Möbius function of consecutive numbers

This question arose from a problem in Niven & Zuckerman's book "Introduction to the Theory of Numbers". In the chapter that the authors introduce the Möbius function, the first exercise is the following:

Find a positive integer $n$ such that $\mu(n)+\mu(n+1)+\mu(n+2)=3$, i.e, $\mu(n)=\mu(n+1)=\mu(n+2)=1$. A brute-force approach reveals the solution $n=33$.

My question is simply: Are there infinitely many $n$ in the previous conditions?

I really don't know how to approach this problem. I tried various things (factorials, Chinese remainder theorem, etc.) and i didn't come up with nothing. Also, for the first thousand numbers, there are the solutions $n=33,85,93,141,201,213,217,301,393,445,633,697,869,921$. One can also think in the variation of the problem with $\mu(n)=\mu(n+1)=\mu(n+2)=-1$.

Thanks in advance!

This is not an answer, I do some prediction from the probability. Interestingly, the predicted results and the actual results are very similar.

Since $\mu(n)=0$ if $n$ is not squarefree, we should exclude this possibility, $$n\not\equiv 0,-1,-2 \pmod {p^2}, \forall \in \mathbb P.$$ $$\prod_{p\in\mathbb P} (1-\frac{3}{p^2})\approx 0.125802 \approx \frac{1}8.$$

Hence we have about $\dfrac{1}8$ possibilities for $n$ such that $\mu(n),\mu(n+1),\mu(n+2)$ are not equal to $0$.

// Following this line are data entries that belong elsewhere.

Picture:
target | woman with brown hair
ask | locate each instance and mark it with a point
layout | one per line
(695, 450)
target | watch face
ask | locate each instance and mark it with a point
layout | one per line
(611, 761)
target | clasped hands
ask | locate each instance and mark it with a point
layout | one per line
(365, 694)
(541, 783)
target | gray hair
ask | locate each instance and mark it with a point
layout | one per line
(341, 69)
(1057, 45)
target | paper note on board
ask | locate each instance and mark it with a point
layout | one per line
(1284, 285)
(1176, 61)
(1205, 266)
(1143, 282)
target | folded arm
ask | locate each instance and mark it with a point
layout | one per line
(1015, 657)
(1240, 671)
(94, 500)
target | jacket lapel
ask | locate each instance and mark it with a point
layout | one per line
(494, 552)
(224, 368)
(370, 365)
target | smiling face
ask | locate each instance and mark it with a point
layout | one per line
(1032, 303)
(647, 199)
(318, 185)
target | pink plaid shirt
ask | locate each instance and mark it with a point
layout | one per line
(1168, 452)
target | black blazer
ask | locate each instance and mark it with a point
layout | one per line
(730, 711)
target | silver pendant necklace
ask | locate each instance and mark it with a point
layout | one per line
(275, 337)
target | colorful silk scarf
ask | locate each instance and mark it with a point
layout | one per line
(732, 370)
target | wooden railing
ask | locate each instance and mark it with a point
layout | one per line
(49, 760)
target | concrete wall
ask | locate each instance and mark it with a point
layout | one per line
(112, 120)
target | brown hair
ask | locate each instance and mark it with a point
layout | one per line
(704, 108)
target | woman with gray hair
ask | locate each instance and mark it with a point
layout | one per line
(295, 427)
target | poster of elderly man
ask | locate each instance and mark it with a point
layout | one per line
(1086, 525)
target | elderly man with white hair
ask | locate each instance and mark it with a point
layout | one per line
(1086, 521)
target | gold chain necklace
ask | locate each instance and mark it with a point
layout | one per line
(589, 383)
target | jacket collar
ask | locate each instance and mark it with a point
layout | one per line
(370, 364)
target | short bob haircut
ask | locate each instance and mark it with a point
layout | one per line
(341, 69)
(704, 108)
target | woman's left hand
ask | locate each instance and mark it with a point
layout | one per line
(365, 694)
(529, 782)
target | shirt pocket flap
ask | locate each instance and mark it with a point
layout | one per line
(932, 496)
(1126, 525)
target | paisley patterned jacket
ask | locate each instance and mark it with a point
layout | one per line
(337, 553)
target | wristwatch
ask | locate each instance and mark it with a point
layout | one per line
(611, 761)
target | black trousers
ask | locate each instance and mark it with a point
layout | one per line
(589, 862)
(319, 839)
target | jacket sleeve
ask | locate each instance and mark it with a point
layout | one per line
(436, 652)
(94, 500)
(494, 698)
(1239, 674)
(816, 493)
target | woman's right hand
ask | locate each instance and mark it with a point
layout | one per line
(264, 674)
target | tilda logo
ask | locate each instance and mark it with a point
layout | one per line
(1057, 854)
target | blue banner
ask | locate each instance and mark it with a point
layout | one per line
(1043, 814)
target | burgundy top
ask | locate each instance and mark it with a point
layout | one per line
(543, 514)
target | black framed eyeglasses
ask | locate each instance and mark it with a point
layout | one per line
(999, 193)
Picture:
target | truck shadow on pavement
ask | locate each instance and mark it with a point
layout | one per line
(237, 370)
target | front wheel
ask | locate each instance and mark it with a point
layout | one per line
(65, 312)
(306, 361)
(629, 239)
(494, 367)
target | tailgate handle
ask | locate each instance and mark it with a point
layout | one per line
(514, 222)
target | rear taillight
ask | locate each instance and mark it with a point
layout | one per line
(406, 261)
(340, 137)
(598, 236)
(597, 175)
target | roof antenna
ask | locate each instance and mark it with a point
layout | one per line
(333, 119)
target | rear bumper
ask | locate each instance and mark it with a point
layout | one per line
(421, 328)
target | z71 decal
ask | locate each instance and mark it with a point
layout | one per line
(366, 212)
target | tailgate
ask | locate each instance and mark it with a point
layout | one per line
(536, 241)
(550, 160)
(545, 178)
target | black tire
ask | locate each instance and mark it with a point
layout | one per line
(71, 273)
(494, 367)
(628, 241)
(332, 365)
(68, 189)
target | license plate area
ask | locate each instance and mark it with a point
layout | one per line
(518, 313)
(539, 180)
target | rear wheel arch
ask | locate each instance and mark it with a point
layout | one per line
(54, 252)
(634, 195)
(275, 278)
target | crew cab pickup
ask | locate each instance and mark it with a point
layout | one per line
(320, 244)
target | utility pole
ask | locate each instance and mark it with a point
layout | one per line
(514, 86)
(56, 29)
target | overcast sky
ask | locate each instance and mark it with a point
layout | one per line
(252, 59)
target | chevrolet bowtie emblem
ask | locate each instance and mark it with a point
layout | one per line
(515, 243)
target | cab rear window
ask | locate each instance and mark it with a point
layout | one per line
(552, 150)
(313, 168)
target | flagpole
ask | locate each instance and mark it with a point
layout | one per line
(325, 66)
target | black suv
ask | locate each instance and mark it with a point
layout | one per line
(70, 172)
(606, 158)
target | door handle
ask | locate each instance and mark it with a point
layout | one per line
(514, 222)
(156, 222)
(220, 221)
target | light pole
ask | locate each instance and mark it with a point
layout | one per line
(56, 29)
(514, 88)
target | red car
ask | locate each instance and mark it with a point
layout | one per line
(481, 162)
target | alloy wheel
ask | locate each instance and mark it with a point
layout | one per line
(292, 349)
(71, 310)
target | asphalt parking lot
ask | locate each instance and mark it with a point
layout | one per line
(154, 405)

We assume that if $\mu(m)\neq 0$ then the probability of a coin thrown sides are equal, the probability of $\mu(n)=\mu(n+1)=\mu(n+2)=1$ is equal to $$0.125802 \times \frac{1}2\times \frac{1}2 \times \frac{1}2 \approx \frac{1}{64}.$$

Hence there are about $\dfrac{N}{64}$ such integers $n\leq N.$ A063838 says $a_{1000}=67105$, this is very close to our result.

Again, this isn't really an answer, but perhaps is an interesting interpretation of the problem that warrants some further discussion (Its utility is not known to me): Since the sum of the primitive $n$th roots of unity is $\mu(n)$, this is equivalent to finding $n$ such that the coefficients of the $x^{\varphi(n)-1}, x^{\varphi(n+1)-1}$, and $x^{\varphi(n+2)-1}$ terms of the cyclotomic polynomials $\Phi_n(x), \Phi_{n+1}(x)$, and $\Phi_{n+2}(x)$ respectively are all equal to $1$.